Comparison of long-term variability for standard and short-wavelength automated perimetry in stable glaucoma patients.

PURPOSE

To quantify and compare, on a point-by-point basis, the long-term variability of standard and short-wavelength automated perimetry in a group of stable glaucoma patients.

METHODS

From a group of 53 glaucoma patients experienced in visual field testing, we identified one eye, randomly chosen, from each of 25 glaucoma patients whose condition was found to be stable, based on both standard and short-wavelength automated perimetry visual field criteria. On each of three visits during a period of up to 3 months, each patient performed one standard and one short-wavelength automated perimetry 24-2 visual field in a random order on a Humphrey visual field analyzer. The long-term variability (also referred to as test-retest variability) was defined as the SD of the three threshold decibel values at each test location. The long-term variability for each test point (mean +/- SD) was determined separately for both standard visual fields and short-wavelength automated perimetry.

RESULTS

With all 52 test locations of the 24-2 field averaged, the global long-term variability, mean (+/- SD) for standard visual fields and short-wavelength automated perimetry was 2.37 +/- 2.03 dB (95% confidence interval, 2.26-2.48 dB) and 2.92 +/- 2.03 dB (95% confidence interval, 2.81-3.03 dB), respectively (P <.0001).

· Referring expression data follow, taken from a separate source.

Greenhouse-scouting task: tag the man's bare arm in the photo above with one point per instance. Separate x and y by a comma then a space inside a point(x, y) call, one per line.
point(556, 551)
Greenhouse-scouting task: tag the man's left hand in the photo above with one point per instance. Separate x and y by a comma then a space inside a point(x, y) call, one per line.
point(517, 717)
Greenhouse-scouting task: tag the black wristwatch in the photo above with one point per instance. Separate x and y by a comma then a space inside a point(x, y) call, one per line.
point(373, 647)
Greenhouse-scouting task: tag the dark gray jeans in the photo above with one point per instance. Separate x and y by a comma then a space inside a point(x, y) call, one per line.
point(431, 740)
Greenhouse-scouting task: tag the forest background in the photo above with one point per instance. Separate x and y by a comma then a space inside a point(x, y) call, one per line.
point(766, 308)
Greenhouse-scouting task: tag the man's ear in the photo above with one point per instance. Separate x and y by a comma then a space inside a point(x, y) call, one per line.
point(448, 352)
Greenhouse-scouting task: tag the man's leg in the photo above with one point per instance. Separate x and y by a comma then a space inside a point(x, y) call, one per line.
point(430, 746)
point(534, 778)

In 16 of the 52 visual field locations, long-term variability on short-wavelength automated perimetry was significantly higher than long-term variability on standard visual fields. In addition, the long-term variability increased with greater distance from the point of fixation for both standard visual fields and short-wavelength automated perimetry. The long-term variability decreased closer to fixation, more for standard visual fields than for short-wavelength automated perimetry.

CONCLUSIONS

In a group of stable glaucoma patients, mean long-term variability was 0.55 dB higher for short-wavelength automated perimetry than for standard visual fields. This needs to be taken into consideration when serial visual fields are evaluated for change.